Rule two: citations make it clear to the audience the words and ideas you are using come from a third party. In a speech, this mean stating the names of sources. Often students who use Wikipedia think they are being sneaky by not acknowledging it as a source, when all they have really done is secure themselves an F for violating academic conduct. Without a proper citation it is automatically plagiarism.

It would be easy to make snarky remarks, accuse Rand Paul of being ashamed of the original source, but I don’t think that’s what is going on here. Andrew Kaczynski reports Rand Paul is in, as we say in professorial circles, deep do-do for plagiarizing several pages from a Heritage Foundation study for his book, Government Bullies. As the Heritage Foundation is an established right wing think tank, one would think he would want to promote them. As a rule, right wingers love to reference the Heritage Foundation, that is the whole point of conservative think tanks, to lend academic credibility to right wing positions.

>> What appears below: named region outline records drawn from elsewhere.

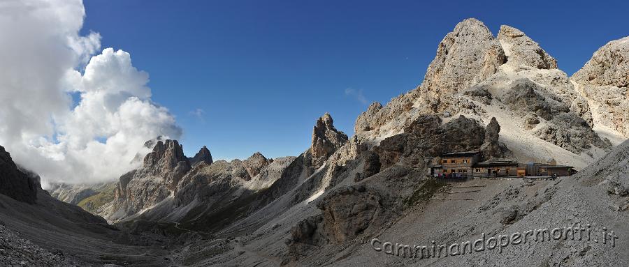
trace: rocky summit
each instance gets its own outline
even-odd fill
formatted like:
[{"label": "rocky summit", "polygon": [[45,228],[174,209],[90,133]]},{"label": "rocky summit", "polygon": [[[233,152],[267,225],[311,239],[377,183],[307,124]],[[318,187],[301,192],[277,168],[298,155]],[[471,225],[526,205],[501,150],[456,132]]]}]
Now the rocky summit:
[{"label": "rocky summit", "polygon": [[297,155],[159,137],[117,181],[49,193],[0,147],[0,264],[629,266],[629,37],[569,77],[515,27],[454,26],[416,88],[351,137],[312,118]]},{"label": "rocky summit", "polygon": [[34,204],[38,187],[38,178],[20,170],[10,154],[0,146],[0,194],[19,201]]}]

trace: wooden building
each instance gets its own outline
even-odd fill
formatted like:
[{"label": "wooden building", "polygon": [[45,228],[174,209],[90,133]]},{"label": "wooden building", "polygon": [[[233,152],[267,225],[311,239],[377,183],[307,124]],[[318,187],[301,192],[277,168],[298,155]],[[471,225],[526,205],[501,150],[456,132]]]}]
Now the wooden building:
[{"label": "wooden building", "polygon": [[472,166],[480,160],[478,151],[456,152],[441,155],[440,165],[433,166],[432,174],[468,176],[472,173]]},{"label": "wooden building", "polygon": [[518,162],[512,160],[494,160],[478,162],[474,165],[474,175],[479,176],[516,176]]},{"label": "wooden building", "polygon": [[568,176],[576,171],[570,166],[557,165],[554,159],[544,163],[519,163],[510,160],[492,160],[480,162],[479,151],[455,152],[443,154],[431,166],[429,173],[433,177],[525,177]]}]

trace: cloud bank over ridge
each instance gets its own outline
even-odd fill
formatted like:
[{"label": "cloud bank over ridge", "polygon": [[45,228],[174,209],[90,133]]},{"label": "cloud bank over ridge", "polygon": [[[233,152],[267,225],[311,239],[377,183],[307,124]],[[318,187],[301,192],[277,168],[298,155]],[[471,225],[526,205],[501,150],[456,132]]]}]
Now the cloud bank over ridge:
[{"label": "cloud bank over ridge", "polygon": [[80,0],[0,3],[0,145],[44,183],[115,179],[145,141],[182,135],[129,53],[95,55],[101,36],[80,35],[85,17]]}]

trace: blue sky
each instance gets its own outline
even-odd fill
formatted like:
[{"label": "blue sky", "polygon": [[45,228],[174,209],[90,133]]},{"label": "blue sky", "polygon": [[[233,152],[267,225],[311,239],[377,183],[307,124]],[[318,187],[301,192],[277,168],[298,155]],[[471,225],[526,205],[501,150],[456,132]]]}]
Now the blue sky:
[{"label": "blue sky", "polygon": [[82,31],[150,74],[187,155],[206,145],[218,159],[275,158],[307,149],[326,112],[351,136],[370,102],[421,82],[465,18],[494,35],[501,24],[522,30],[568,75],[629,36],[626,2],[511,2],[85,0]]}]

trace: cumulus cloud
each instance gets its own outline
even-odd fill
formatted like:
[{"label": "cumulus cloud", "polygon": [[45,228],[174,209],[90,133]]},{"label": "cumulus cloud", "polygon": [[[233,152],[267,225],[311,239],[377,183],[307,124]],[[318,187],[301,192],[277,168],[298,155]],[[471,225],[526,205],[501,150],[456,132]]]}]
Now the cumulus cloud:
[{"label": "cumulus cloud", "polygon": [[182,134],[129,53],[94,55],[101,36],[79,34],[85,16],[80,0],[0,2],[0,145],[45,183],[115,180],[145,141]]},{"label": "cumulus cloud", "polygon": [[368,101],[367,101],[367,98],[365,97],[365,95],[363,94],[363,90],[354,90],[351,88],[348,88],[345,89],[345,96],[350,96],[356,99],[356,101],[360,102],[361,104],[367,105]]}]

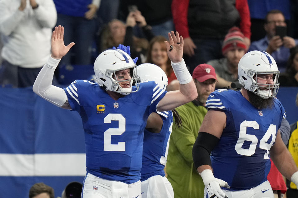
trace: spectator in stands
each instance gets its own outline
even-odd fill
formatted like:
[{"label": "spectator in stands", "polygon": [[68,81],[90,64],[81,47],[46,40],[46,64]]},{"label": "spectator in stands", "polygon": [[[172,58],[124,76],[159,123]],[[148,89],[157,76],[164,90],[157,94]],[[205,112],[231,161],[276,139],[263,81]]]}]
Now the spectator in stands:
[{"label": "spectator in stands", "polygon": [[90,64],[92,45],[97,29],[96,13],[100,0],[53,0],[58,13],[57,26],[65,28],[65,41],[75,43],[60,64]]},{"label": "spectator in stands", "polygon": [[[289,122],[286,119],[282,120],[279,128],[282,139],[285,145],[289,140],[290,133],[290,127]],[[282,198],[287,191],[287,186],[285,180],[281,173],[278,171],[272,159],[270,159],[271,166],[270,171],[267,176],[267,179],[272,188],[275,197]]]},{"label": "spectator in stands", "polygon": [[228,87],[232,82],[238,81],[238,63],[247,50],[244,38],[238,28],[232,28],[226,35],[222,46],[224,57],[207,62],[215,69],[218,81],[217,88]]},{"label": "spectator in stands", "polygon": [[173,0],[172,11],[175,28],[184,38],[184,59],[191,73],[198,64],[222,57],[222,42],[233,26],[240,27],[250,43],[247,0]]},{"label": "spectator in stands", "polygon": [[[286,21],[287,24],[291,22],[291,7],[290,0],[247,0],[251,15],[251,41],[252,42],[260,40],[266,35],[266,32],[264,29],[264,19],[266,15],[270,10],[278,9],[285,15]],[[296,10],[295,10],[296,11]],[[294,14],[294,13],[293,13]],[[295,26],[296,26],[295,24]],[[295,28],[295,27],[294,27]]]},{"label": "spectator in stands", "polygon": [[[134,36],[133,28],[137,25],[142,28],[147,39]],[[144,57],[147,52],[148,41],[154,37],[145,18],[141,12],[137,10],[129,13],[126,18],[126,24],[116,19],[109,23],[103,30],[100,37],[100,41],[97,41],[97,43],[100,45],[98,48],[102,51],[120,44],[130,46],[132,57],[139,58],[137,62],[138,65],[144,62]]]},{"label": "spectator in stands", "polygon": [[1,0],[0,13],[0,84],[32,86],[51,52],[57,19],[53,0]]},{"label": "spectator in stands", "polygon": [[268,12],[265,18],[265,23],[264,28],[266,36],[252,42],[248,51],[261,50],[268,52],[276,62],[279,71],[283,72],[290,56],[290,49],[298,43],[298,40],[287,36],[281,38],[276,35],[277,26],[287,26],[284,16],[280,11],[273,10]]},{"label": "spectator in stands", "polygon": [[168,77],[169,84],[177,79],[168,57],[165,41],[167,40],[162,36],[156,36],[150,41],[147,54],[146,62],[151,63],[162,69]]},{"label": "spectator in stands", "polygon": [[[298,106],[298,94],[296,97],[296,105]],[[296,165],[298,167],[298,122],[296,122],[290,125],[291,134],[288,143],[288,148],[292,154]],[[287,191],[287,198],[296,198],[298,194],[298,190],[295,184],[287,181],[287,186],[288,188]]]},{"label": "spectator in stands", "polygon": [[55,198],[53,188],[43,183],[36,183],[29,191],[29,198]]},{"label": "spectator in stands", "polygon": [[171,6],[172,0],[121,0],[121,11],[126,16],[126,10],[136,6],[156,36],[168,37],[168,33],[174,29]]},{"label": "spectator in stands", "polygon": [[192,78],[197,97],[176,109],[182,120],[182,126],[173,128],[169,146],[167,178],[176,198],[201,198],[204,195],[205,186],[194,167],[192,151],[207,112],[206,100],[215,88],[216,77],[212,66],[201,64],[194,70]]},{"label": "spectator in stands", "polygon": [[298,46],[290,51],[287,70],[279,75],[278,82],[281,86],[298,87]]}]

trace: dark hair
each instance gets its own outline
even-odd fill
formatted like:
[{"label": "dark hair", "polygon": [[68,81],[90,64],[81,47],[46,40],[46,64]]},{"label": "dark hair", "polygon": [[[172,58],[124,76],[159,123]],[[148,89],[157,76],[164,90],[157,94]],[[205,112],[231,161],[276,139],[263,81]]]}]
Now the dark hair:
[{"label": "dark hair", "polygon": [[42,182],[36,183],[32,186],[29,191],[29,198],[32,198],[44,192],[47,193],[50,198],[55,198],[53,188]]},{"label": "dark hair", "polygon": [[182,128],[182,121],[181,119],[181,118],[179,116],[179,114],[175,109],[172,110],[173,112],[173,117],[175,119],[175,129],[177,128],[177,127],[180,128],[181,127],[181,128]]},{"label": "dark hair", "polygon": [[268,13],[267,13],[267,14],[266,15],[266,16],[265,17],[265,23],[267,24],[268,23],[268,16],[269,15],[274,14],[281,14],[282,15],[282,16],[283,16],[284,18],[285,18],[285,15],[284,15],[283,13],[282,13],[282,11],[280,11],[279,10],[271,10],[268,12]]},{"label": "dark hair", "polygon": [[295,70],[295,68],[293,67],[293,62],[295,56],[298,53],[298,45],[296,45],[294,47],[291,48],[290,50],[290,54],[288,59],[288,61],[287,63],[287,70],[286,72],[290,76],[294,76],[297,72],[297,71]]},{"label": "dark hair", "polygon": [[[153,37],[150,41],[149,43],[149,46],[148,47],[148,49],[147,53],[147,60],[146,61],[146,62],[148,63],[151,63],[153,64],[155,64],[152,61],[152,56],[151,55],[151,52],[152,51],[152,48],[153,47],[153,45],[155,43],[158,42],[164,45],[164,49],[166,49],[166,46],[165,44],[165,41],[167,41],[168,39],[166,38],[165,37],[161,36],[156,36]],[[170,75],[173,71],[173,68],[171,65],[171,60],[169,58],[168,59],[168,61],[167,62],[167,70],[165,71],[167,75],[168,76]],[[158,66],[159,66],[158,65]]]}]

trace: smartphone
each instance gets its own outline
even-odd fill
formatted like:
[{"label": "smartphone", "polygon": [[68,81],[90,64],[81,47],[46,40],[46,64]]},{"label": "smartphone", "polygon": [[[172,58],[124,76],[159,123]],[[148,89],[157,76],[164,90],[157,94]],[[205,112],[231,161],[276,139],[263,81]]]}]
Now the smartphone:
[{"label": "smartphone", "polygon": [[134,12],[138,10],[138,6],[135,5],[130,5],[128,6],[128,11]]},{"label": "smartphone", "polygon": [[275,36],[278,36],[282,39],[287,36],[287,27],[277,26],[275,27]]}]

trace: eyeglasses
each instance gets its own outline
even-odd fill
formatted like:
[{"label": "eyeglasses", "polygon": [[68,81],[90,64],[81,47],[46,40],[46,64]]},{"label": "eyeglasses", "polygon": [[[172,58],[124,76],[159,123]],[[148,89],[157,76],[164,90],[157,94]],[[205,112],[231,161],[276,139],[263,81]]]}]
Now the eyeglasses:
[{"label": "eyeglasses", "polygon": [[285,23],[284,21],[267,21],[267,23],[269,24],[275,24],[278,25],[283,25]]}]

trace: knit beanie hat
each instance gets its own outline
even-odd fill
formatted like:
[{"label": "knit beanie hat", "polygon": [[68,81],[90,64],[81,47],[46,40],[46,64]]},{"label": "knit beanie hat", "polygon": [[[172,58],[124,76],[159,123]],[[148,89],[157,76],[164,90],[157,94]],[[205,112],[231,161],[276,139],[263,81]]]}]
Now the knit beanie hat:
[{"label": "knit beanie hat", "polygon": [[246,52],[247,46],[244,42],[244,35],[238,28],[233,27],[230,29],[223,42],[221,48],[223,54],[236,47],[242,48]]}]

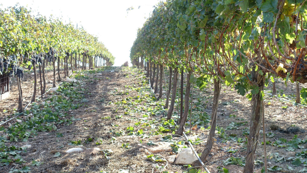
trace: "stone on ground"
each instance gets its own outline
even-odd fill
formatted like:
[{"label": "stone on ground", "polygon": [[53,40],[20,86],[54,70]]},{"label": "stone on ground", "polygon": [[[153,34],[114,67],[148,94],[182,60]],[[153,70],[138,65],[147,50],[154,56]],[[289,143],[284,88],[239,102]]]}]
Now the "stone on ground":
[{"label": "stone on ground", "polygon": [[65,152],[67,153],[69,153],[73,152],[77,152],[83,151],[83,149],[81,148],[72,148],[67,150]]},{"label": "stone on ground", "polygon": [[156,145],[149,146],[146,149],[153,153],[157,153],[163,152],[170,152],[173,150],[170,145],[173,143],[167,142],[158,142]]},{"label": "stone on ground", "polygon": [[75,79],[71,79],[69,78],[66,78],[65,79],[64,79],[64,80],[63,80],[63,81],[65,82],[76,82],[78,81]]},{"label": "stone on ground", "polygon": [[162,135],[161,134],[159,134],[158,135],[155,135],[154,136],[154,138],[155,139],[160,139],[162,137]]},{"label": "stone on ground", "polygon": [[190,164],[197,160],[197,158],[194,155],[191,148],[183,148],[177,155],[174,163],[178,165]]},{"label": "stone on ground", "polygon": [[55,87],[54,88],[51,88],[50,89],[50,91],[52,92],[56,91],[56,90],[57,90],[58,89],[59,89],[58,86],[57,86],[56,87]]},{"label": "stone on ground", "polygon": [[166,159],[166,160],[167,161],[171,163],[174,163],[174,161],[175,161],[175,159],[176,158],[176,155],[170,155],[169,156],[167,156],[165,157],[165,159]]},{"label": "stone on ground", "polygon": [[32,146],[31,145],[25,145],[23,146],[21,146],[21,148],[25,148],[27,147],[27,148],[32,148]]}]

Will Senator Rand Paul take this lesson on plagiarism to heart? Doubtful. He seems far too unwilling to admit from mistakes much less learn from them, but this doesn’t mean you or anyone else has to repeat them. Always give proper credit and never take short cuts. Plagiarism is abhorrent because it is intellectual theft. In a country that treats hard work as a virtue, Rand Paul has spit in the face of the hard work of others, taking credit for their ideas as his own creation. This is why plagiarism is wrong. This is why I am making a big deal about it in the first place and it sends the wrong message to students: it is okay to plagiarize.